# Possible Lease Horse



## BurningAmber520 (Jan 6, 2009)

As most of you know now, Amber is for sale, I have 3 people lined up to see her this week so far. My trainer thinks she'll sell fast, she's a nice horse at a fair price. Any way I don't want to jump into buying another horse right away, I want to take my time and really really find the perfect horse. In the meantime my trainer suggested I try a horse thats at the barn and maybe consider leasing him while I'm shopping so I will still have a horse to ride between lessons. 

I tried him out today, and I enjoyed him. He's a 17 hand paint/Andalusian cross and is 10 years old. He's narrower then Amber but super solid. We were both a MESS today, he hasn't been ridden in at least a month and was all over the place (plus it was COLD and WINDY and they were all going nuts) and I haven't ridden in a few weeks and I'm sick. So I was a little tense and he was a little agitated but we survived and both calmed down and were going nicely by the end of the ride. 

He also has a very very bad habit of tossing his head, that his owner never corrected, so his first instinct when I ask him to do something is to throw his head in the air.

I like him, but I'm still up in the air about leasing him or not. I'm riding him again tomorrow and possibly doing a lesson on him on Friday!! 

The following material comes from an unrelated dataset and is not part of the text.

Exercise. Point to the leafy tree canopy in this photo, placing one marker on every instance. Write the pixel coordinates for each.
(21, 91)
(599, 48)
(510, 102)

Here is a video of him lunging before I got on





And riding, this was about 1/2 way through the ride so we were still struggling a bit


----------



## Jore (Dec 4, 2010)

He almost reminds me a bit of Indie when I first got her, in the last video. Head up, tossing it, etc. If it's just training, it's nothing that can't likely be fixed. Indie was already going better within two weeks. Our first ride was all walking, because she'd try trotting off every time my leg touched her. After a few rides, she was content to walk and even trot on a loose rein and keep a rhythm. I think if you rode multiple times per week, you'd see lots of improvement. You look good on him too!  If you like him, go for it!


----------



## BurningAmber520 (Jan 6, 2009)

Yeah, this is him in the cold and wind after not being ridden in a month. I was a little tense but I think that was more habit (spent so much time being scared on my mare) because he really never felt like he was going to do anything bad, and he was listening to me. The head tossing is something his owner has never corrected, but he will stop doing it if you ask him to move correctly. I've seen his owner (who is very green) pull him out of a field after not riding in a month and walk/trot/canter and the worst Giacomo did was a half-assed little hop at the canter.


----------



## DraftXDressage (Aug 29, 2011)

He has a rather long and weak looking back.


----------



## BurningAmber520 (Jan 6, 2009)

Well one of the girls at the barn rode Giacomo yesterday, I mentioned to my trainer that he looked uncomfortable when I watched the videos over and thought it might be my weight, so she put one of the girls at the barn on him (who is probably 130lbs) and he still acted the same way, tail swishing, head tossing (though hes always done the head tossing thing, and yes his teeth are done regularly, he just never got corrected for the head tossing, but he will come into a nice frame and stop the heading tossing if asked) My trainer is going to talk to his owner about having his back checked to make sure nothings up, so that's good.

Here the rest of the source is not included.